Pawtucket, Rhode Island, 2011:

I’m 29, sitting on the couch in the apartment in which I still live. It’s dark, only one lamp lit, the whole room tinged red. A naked singer-songwriter, tall and thin like a giraffe and plastered in chicken-scratch tattoos, walks by on his way to the kitchen.

“You’re an asshole,” he says. “You just want someone who isn’t an asshole, but you’re never going to find one. I’m the best asshole you’re gonna get.”

I don’t say anything. He fries up something on the stove. I don’t remember what.

Next week: Whatever I said I’d write about last time. Or not.


Let’s begin at the beginning, shall we?

I like to blame my dad for this rock and roll problem that’s plagued my quality of life for the last twenty-two years. It’s not a complaint – quite the opposite, actually. I just like to give my dad a hard time. When I was a kid, I used to make fun of his male pattern baldness. I voted for Dukakis in my first grade mock election because Dad voted for Bush, then proudly announced my choice at the dinner table, gleefully satisfied by his facetious sneer. I’ve always adored him, and this type of bullshit is how I show love. I am an unrepentant smart-ass and have been since birth.

Truthfully, he bequeathed to me a passion that would survive my teen years and irreversibly shape my adulthood. My life’s pretty awesome, and I’m thankful to him. You hear that? Thanks, Dad. It’s still your fault.


Houston, 1986:

I’m four years old, and we’re on our way to the zoo. I love the zoo – not because of the animals, they all seem depressed. I’m looking forward to riding the little train that spins around the place at five miles an hour. Damn, that train’s fun. I’m also partial to the gift shop and the prospect of needling my parents into buying me a new stuffed animal. The morning sun’s blasting through the car window, and I’m watching the badlands of Main Street whizz by, utterly content.
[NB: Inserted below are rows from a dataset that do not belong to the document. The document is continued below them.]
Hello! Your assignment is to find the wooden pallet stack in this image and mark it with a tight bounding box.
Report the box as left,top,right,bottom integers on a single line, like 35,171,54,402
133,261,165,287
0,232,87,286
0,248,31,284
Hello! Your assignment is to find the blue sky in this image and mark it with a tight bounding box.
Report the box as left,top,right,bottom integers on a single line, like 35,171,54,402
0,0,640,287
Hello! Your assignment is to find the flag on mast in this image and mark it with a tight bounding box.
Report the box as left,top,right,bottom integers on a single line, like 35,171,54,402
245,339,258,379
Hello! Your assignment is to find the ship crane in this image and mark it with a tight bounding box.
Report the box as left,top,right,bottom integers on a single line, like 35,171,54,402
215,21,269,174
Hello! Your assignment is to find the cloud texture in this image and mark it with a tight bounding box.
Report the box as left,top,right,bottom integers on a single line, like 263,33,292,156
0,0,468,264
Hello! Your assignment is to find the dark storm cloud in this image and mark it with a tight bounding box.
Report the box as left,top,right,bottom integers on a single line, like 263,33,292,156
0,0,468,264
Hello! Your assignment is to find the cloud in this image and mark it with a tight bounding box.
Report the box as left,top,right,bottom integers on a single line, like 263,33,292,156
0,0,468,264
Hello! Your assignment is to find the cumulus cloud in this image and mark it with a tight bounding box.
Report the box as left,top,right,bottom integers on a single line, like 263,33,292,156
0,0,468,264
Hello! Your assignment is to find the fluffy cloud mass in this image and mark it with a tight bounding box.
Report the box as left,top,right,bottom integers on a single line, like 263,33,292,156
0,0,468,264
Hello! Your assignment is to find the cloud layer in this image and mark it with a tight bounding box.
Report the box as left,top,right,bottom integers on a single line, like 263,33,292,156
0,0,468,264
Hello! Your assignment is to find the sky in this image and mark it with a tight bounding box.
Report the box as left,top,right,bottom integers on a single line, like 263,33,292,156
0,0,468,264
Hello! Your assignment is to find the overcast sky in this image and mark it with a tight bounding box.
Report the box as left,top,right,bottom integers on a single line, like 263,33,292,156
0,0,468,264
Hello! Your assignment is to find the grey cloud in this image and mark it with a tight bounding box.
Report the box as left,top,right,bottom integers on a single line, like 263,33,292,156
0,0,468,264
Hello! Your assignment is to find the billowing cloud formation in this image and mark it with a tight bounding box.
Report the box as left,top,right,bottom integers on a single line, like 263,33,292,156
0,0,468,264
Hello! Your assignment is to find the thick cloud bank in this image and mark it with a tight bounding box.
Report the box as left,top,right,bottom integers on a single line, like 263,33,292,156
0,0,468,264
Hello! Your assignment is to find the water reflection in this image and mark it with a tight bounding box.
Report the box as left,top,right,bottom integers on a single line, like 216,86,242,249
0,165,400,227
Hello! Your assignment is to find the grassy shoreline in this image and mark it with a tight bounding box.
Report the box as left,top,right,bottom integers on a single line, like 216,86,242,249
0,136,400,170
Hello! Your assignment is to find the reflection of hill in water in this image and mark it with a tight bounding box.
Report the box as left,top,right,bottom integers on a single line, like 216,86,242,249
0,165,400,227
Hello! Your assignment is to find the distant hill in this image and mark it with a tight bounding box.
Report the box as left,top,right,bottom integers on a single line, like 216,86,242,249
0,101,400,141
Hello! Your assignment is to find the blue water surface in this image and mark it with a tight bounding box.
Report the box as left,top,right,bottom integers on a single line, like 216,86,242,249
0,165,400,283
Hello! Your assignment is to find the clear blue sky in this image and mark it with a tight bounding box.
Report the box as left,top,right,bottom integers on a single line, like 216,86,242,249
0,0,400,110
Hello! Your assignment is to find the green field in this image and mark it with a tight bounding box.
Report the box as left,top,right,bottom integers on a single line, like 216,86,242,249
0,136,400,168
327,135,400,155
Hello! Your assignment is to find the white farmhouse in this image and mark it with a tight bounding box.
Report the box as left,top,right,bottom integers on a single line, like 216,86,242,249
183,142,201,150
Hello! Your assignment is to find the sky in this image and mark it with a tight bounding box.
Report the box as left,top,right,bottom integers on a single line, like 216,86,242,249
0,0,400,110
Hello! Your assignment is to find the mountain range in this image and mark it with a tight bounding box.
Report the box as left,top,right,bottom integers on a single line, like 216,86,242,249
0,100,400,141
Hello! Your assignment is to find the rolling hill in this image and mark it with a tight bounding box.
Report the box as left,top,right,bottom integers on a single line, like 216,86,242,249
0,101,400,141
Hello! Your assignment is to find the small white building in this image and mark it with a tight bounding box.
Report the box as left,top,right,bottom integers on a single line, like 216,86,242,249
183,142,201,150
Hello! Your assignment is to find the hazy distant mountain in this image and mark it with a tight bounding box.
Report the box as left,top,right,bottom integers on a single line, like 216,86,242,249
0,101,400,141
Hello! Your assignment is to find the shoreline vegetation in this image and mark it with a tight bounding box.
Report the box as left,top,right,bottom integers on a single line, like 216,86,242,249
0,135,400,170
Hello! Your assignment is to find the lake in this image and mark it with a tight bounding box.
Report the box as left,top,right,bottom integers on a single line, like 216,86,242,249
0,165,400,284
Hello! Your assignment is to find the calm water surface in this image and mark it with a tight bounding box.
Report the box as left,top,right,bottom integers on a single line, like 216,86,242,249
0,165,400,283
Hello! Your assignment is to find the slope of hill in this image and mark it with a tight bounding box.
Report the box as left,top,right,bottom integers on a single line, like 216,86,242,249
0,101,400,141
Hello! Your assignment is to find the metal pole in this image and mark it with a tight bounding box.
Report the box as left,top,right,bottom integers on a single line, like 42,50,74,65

My dad is listening to the classic rock station, the only station he ever chooses. A song comes on that I haven’t heard before. The lyrics are a story. An astronaut is about to blast off into space. Ground control wishes him well, and off he goes. The astronaut is psyched. He seems to really dig his cozy space ship and the beautiful view.

He sounds a little off in the second verse. I’ve seen enough adult television to know that, “Tell my wife I love her very much,” generally foreshadows doom. My interest is seriously piqued, and given the astronaut’s pretty, delicate voice, I’m sympathetic and begin to worry for the protagonist. There’s something wrong, they tell him. The circuit’s dead? I’m now anxious as hell.

Suddenly, my lip’s quivering, tears are streaming down my cheeks, and I’m thinking, “Answer them, Major Tom! Answer them!” The planet Earth is still blue, and the song ends without any reassurance from the astronaut. He’s lost in space. I cry silently for a minute or two, wipe my cheeks clean, blow my nose on one of the tissues stashed in my pocket, and my parents never notice.